Modeling of diffuse molecular gas applied to HD 102065 observations

TL;DR

This study models a diffuse molecular cloud toward HD 102065, comparing predictions with observations to understand physical conditions and chemistry, highlighting the role of warm, turbulent gas in molecular excitation.

Contribution

It introduces a detailed modeling approach that explains molecular excitation in diffuse clouds by incorporating warm, turbulent gas, challenging previous assumptions about uniform conditions.

Findings

Consistent cloud model with Galactic radiation field, density 80 cm-3, temperature 60-80 K.

Warm, dense gas within 0.03 pc explains excited H2 and CH+ observations.

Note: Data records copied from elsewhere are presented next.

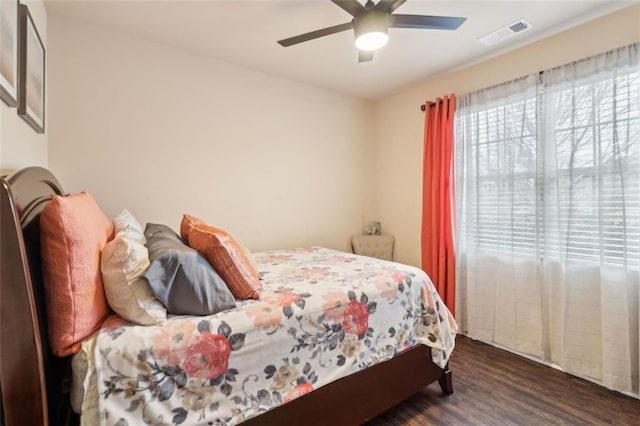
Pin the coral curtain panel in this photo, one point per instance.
(438, 256)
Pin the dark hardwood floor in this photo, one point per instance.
(495, 387)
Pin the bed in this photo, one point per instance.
(36, 384)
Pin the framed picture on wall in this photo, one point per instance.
(31, 63)
(9, 51)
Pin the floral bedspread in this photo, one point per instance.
(322, 315)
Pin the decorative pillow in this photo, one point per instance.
(188, 221)
(228, 257)
(125, 222)
(181, 278)
(124, 259)
(73, 232)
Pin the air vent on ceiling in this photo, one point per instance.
(505, 33)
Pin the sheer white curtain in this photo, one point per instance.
(548, 183)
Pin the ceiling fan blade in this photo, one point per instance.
(315, 34)
(352, 7)
(364, 56)
(424, 21)
(389, 6)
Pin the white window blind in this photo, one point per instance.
(551, 166)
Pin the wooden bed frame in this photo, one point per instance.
(35, 383)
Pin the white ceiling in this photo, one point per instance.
(245, 32)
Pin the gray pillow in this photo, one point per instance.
(183, 280)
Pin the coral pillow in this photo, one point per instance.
(228, 257)
(181, 277)
(185, 225)
(73, 232)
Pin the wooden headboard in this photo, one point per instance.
(31, 377)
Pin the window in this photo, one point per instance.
(550, 165)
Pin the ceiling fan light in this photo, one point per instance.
(372, 41)
(371, 30)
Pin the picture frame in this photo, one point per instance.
(9, 24)
(31, 72)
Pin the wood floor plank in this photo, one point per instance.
(495, 387)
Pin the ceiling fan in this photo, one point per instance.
(371, 23)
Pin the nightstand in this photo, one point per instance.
(380, 246)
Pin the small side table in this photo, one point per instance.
(380, 246)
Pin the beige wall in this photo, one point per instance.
(399, 121)
(20, 145)
(161, 132)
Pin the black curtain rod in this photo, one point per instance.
(432, 104)
(423, 107)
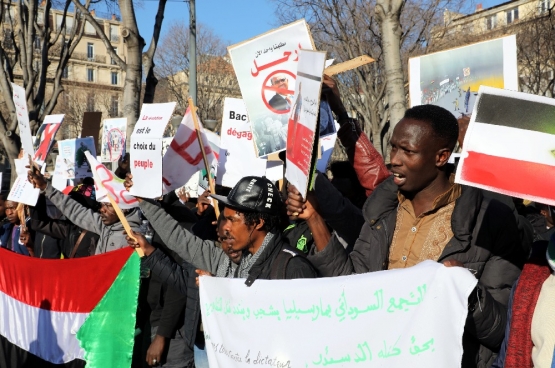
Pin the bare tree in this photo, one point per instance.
(350, 28)
(33, 53)
(215, 76)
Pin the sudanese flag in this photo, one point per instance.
(65, 313)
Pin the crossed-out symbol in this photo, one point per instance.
(266, 87)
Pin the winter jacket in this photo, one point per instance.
(485, 240)
(205, 255)
(112, 236)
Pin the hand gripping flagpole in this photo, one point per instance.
(204, 158)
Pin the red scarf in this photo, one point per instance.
(519, 347)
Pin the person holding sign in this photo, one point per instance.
(251, 217)
(421, 214)
(105, 223)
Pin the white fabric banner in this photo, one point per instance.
(399, 318)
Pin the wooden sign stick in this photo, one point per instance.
(204, 158)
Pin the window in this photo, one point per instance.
(114, 109)
(115, 78)
(491, 22)
(90, 102)
(112, 60)
(544, 6)
(90, 51)
(512, 15)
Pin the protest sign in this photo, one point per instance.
(20, 102)
(105, 181)
(266, 69)
(146, 149)
(72, 152)
(237, 155)
(22, 190)
(303, 118)
(114, 136)
(451, 78)
(45, 137)
(91, 125)
(61, 175)
(509, 146)
(184, 157)
(411, 317)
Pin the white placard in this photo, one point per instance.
(20, 101)
(22, 190)
(303, 119)
(266, 68)
(411, 317)
(114, 136)
(237, 155)
(146, 149)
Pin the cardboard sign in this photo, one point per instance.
(91, 125)
(451, 78)
(45, 137)
(106, 182)
(266, 68)
(184, 157)
(412, 317)
(509, 146)
(22, 190)
(20, 102)
(72, 152)
(146, 149)
(237, 155)
(303, 119)
(114, 137)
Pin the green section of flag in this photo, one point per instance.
(107, 335)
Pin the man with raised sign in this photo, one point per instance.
(420, 214)
(250, 224)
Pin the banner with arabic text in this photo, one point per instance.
(412, 317)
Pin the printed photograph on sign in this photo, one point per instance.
(114, 132)
(451, 78)
(509, 146)
(266, 68)
(72, 152)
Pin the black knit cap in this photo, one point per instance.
(253, 194)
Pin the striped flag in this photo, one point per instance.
(510, 145)
(64, 313)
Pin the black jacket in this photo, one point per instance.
(485, 240)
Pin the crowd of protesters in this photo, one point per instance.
(367, 217)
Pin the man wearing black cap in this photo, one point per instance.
(251, 218)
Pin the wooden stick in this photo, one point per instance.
(204, 158)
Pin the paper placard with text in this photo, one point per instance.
(303, 119)
(22, 190)
(106, 182)
(237, 156)
(266, 68)
(509, 146)
(183, 158)
(72, 152)
(45, 136)
(146, 149)
(20, 102)
(114, 136)
(411, 317)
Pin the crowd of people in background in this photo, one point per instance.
(361, 216)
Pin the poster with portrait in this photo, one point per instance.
(266, 68)
(114, 133)
(72, 151)
(451, 78)
(303, 119)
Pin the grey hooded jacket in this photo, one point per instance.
(111, 236)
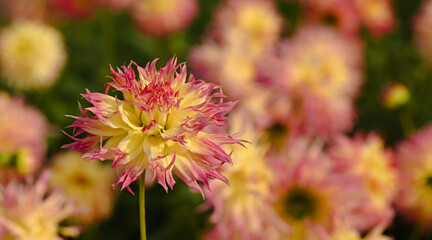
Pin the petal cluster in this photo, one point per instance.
(87, 184)
(244, 210)
(32, 55)
(320, 72)
(162, 121)
(371, 165)
(415, 169)
(164, 17)
(28, 211)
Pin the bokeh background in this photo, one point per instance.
(98, 33)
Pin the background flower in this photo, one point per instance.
(87, 184)
(32, 55)
(29, 211)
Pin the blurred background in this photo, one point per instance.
(351, 78)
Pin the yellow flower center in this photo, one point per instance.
(300, 204)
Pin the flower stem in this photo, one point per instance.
(407, 123)
(142, 206)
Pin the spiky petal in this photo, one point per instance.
(162, 124)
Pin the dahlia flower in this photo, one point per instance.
(365, 159)
(228, 66)
(341, 14)
(20, 9)
(395, 95)
(23, 130)
(163, 124)
(320, 70)
(164, 17)
(377, 15)
(251, 25)
(244, 210)
(415, 183)
(311, 196)
(423, 30)
(28, 211)
(31, 55)
(87, 184)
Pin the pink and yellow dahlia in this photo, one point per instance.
(342, 14)
(21, 9)
(320, 70)
(253, 26)
(366, 160)
(87, 184)
(162, 121)
(23, 130)
(377, 15)
(28, 211)
(312, 197)
(415, 183)
(228, 66)
(244, 210)
(164, 17)
(423, 30)
(31, 55)
(395, 95)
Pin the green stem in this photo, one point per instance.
(142, 206)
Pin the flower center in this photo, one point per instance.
(300, 204)
(80, 180)
(277, 135)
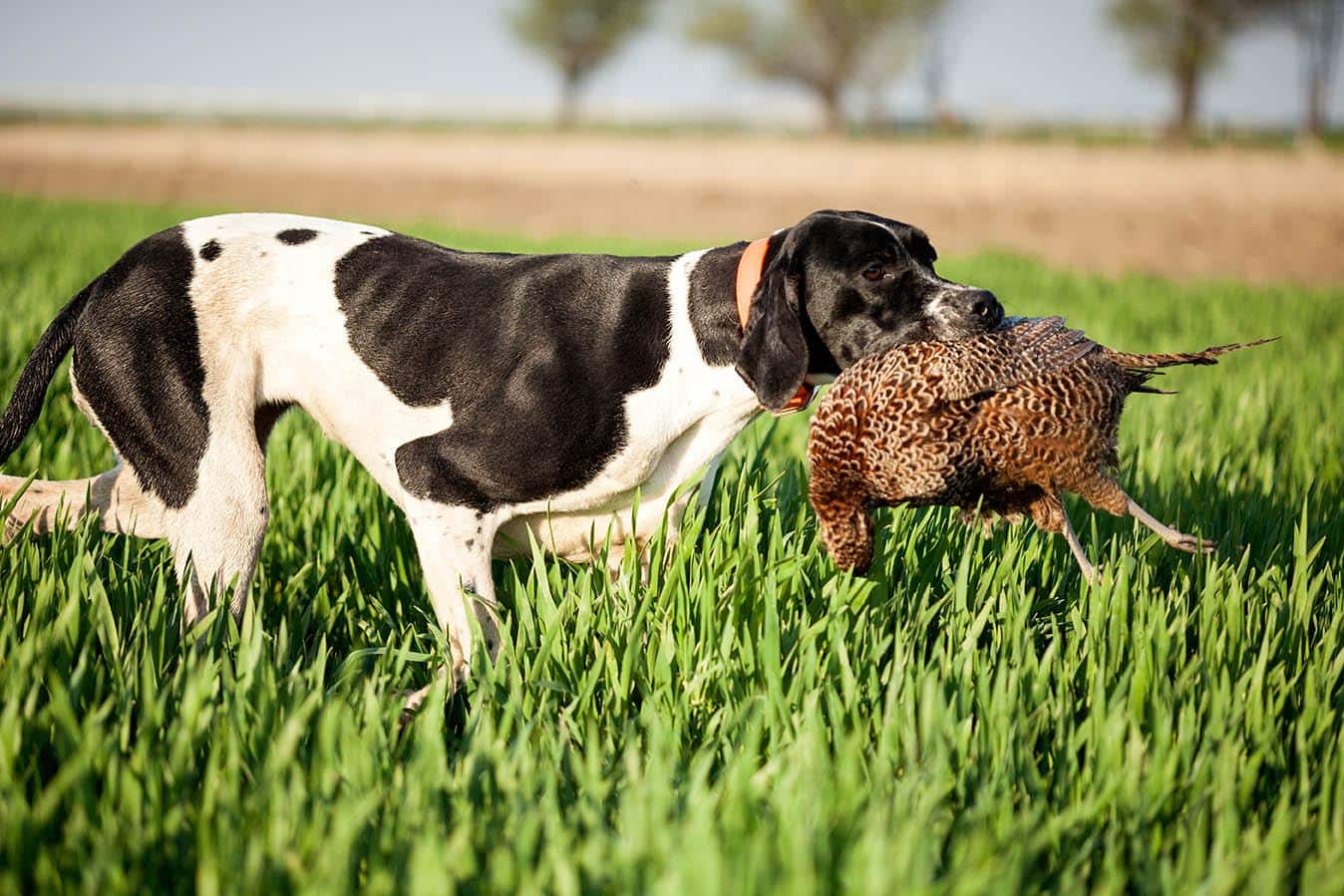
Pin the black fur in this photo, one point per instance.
(535, 354)
(715, 321)
(26, 404)
(138, 363)
(296, 235)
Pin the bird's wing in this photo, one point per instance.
(1004, 358)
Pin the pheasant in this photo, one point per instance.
(997, 425)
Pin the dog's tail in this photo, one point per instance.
(26, 402)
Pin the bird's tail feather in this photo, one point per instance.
(1207, 356)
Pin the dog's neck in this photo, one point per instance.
(750, 267)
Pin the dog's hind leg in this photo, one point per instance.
(218, 532)
(455, 551)
(116, 498)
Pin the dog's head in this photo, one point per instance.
(839, 286)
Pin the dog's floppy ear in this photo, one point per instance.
(775, 354)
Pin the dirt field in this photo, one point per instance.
(1224, 212)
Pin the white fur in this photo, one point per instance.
(270, 329)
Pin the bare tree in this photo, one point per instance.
(820, 45)
(1181, 39)
(576, 37)
(1319, 26)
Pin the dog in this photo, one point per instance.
(494, 397)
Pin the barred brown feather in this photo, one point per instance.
(996, 425)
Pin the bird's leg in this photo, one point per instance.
(1171, 536)
(1084, 563)
(1047, 512)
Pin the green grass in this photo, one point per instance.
(969, 719)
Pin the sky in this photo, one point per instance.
(1010, 61)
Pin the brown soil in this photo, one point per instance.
(1259, 215)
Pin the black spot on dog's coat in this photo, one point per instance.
(296, 235)
(533, 352)
(138, 363)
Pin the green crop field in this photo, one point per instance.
(970, 718)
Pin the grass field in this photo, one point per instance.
(972, 718)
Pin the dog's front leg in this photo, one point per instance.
(455, 551)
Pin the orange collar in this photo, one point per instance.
(749, 275)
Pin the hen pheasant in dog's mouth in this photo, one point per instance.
(996, 425)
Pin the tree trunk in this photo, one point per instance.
(568, 112)
(1181, 127)
(1316, 103)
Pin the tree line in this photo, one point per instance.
(841, 50)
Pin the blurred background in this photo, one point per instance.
(1180, 138)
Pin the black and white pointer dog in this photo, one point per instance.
(488, 394)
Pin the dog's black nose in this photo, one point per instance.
(983, 304)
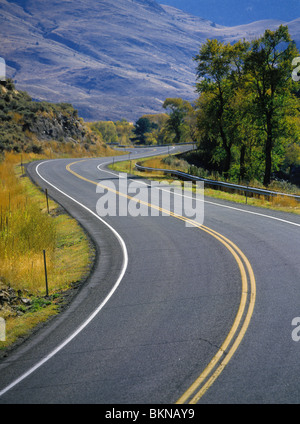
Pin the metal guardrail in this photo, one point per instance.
(245, 189)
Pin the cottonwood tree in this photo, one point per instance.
(269, 62)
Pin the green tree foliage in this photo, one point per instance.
(177, 126)
(247, 107)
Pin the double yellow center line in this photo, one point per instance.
(194, 393)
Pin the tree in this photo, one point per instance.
(219, 73)
(176, 124)
(143, 127)
(269, 62)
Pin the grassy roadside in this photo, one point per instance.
(279, 203)
(26, 229)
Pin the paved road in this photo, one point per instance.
(167, 303)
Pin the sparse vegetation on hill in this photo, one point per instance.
(43, 127)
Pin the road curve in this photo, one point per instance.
(162, 303)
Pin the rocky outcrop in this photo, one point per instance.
(60, 127)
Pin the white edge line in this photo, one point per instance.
(92, 316)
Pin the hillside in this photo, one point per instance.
(25, 124)
(111, 59)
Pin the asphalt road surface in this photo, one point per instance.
(176, 310)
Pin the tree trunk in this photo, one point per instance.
(242, 162)
(268, 153)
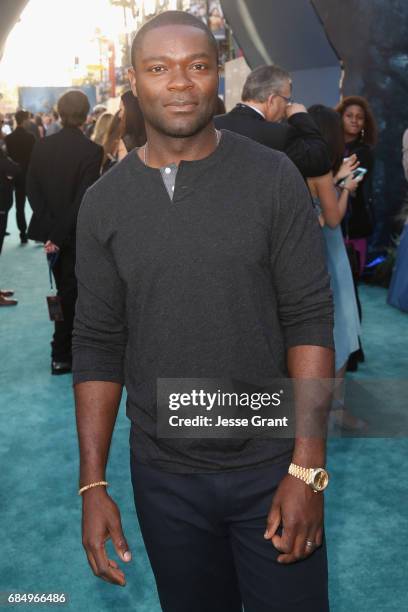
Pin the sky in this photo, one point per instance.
(42, 47)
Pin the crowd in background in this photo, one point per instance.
(63, 152)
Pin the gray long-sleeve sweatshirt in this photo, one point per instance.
(219, 282)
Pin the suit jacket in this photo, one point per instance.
(8, 170)
(19, 146)
(62, 168)
(299, 138)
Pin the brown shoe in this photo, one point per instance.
(5, 302)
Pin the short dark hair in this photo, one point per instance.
(73, 108)
(169, 18)
(329, 123)
(263, 82)
(21, 116)
(370, 135)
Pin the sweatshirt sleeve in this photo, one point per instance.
(100, 333)
(299, 265)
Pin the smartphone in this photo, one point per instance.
(359, 173)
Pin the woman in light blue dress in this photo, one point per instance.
(331, 204)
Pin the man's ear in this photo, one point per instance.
(132, 80)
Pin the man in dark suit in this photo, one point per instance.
(62, 168)
(19, 146)
(266, 101)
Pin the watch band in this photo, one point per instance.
(316, 478)
(302, 473)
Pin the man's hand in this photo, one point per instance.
(300, 511)
(292, 109)
(101, 521)
(50, 247)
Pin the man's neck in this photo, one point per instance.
(162, 150)
(255, 106)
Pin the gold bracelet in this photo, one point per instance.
(93, 484)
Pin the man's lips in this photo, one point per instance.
(181, 105)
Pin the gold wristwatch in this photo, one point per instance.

Turbulent dissipation heats molecular gas, influencing chemical abundances.

Abstract

Aims. We model a diffuse molecular cloud present along the line of sight to the star HD 102065. We compare our modeling with observations to test our understanding of physical conditions and chemistry in diffuse molecular clouds. Methods. We analyze an extensive set of spectroscopic observations which characterize the diffuse molecular cloud observed toward HD 102065. Absorption observations provide the extinction curve, H2, C I, CO, CH, and CH+ column densities and excitation. These data are complemented by observations of CII, CO and dust emission. Physical conditions are determined using the Meudon PDR model of UV illuminated gas. Results. We find that all observational results, except column densities of CH, CH+ and H2 in its excited (J > 2) levels, are consistent with a cloud model implying a Galactic radiation field (G~0.4 in Draine's unit), a density of 80 cm-3 and a temperature (60-80 K) set by the equilibrium between heating and cooling processes. To account for excited (J >2) H2 levels column densities, an additional component of warm (~ 250K) and dense (nH>10^4 cm-3) gas within 0.03 pc of the star would be required. This solution reproduces the observations only if the ortho-to-para H2 ratio at formation is 1. In view of the extreme physical conditions and the unsupported requirement on the ortho-to-para ratio, we conclude that H2 excitation is most likely to be accounted for by the presence of warm molecular gas within the diffuse cloud heated by the local dissipation of turbulent kinetic energy. This warm H2 is required to account for the CH+ column density. It could also contribute to the CH abundance and explain the inhomogeneity of the CO abundance indicated by the comparison of absorption and emission spectra.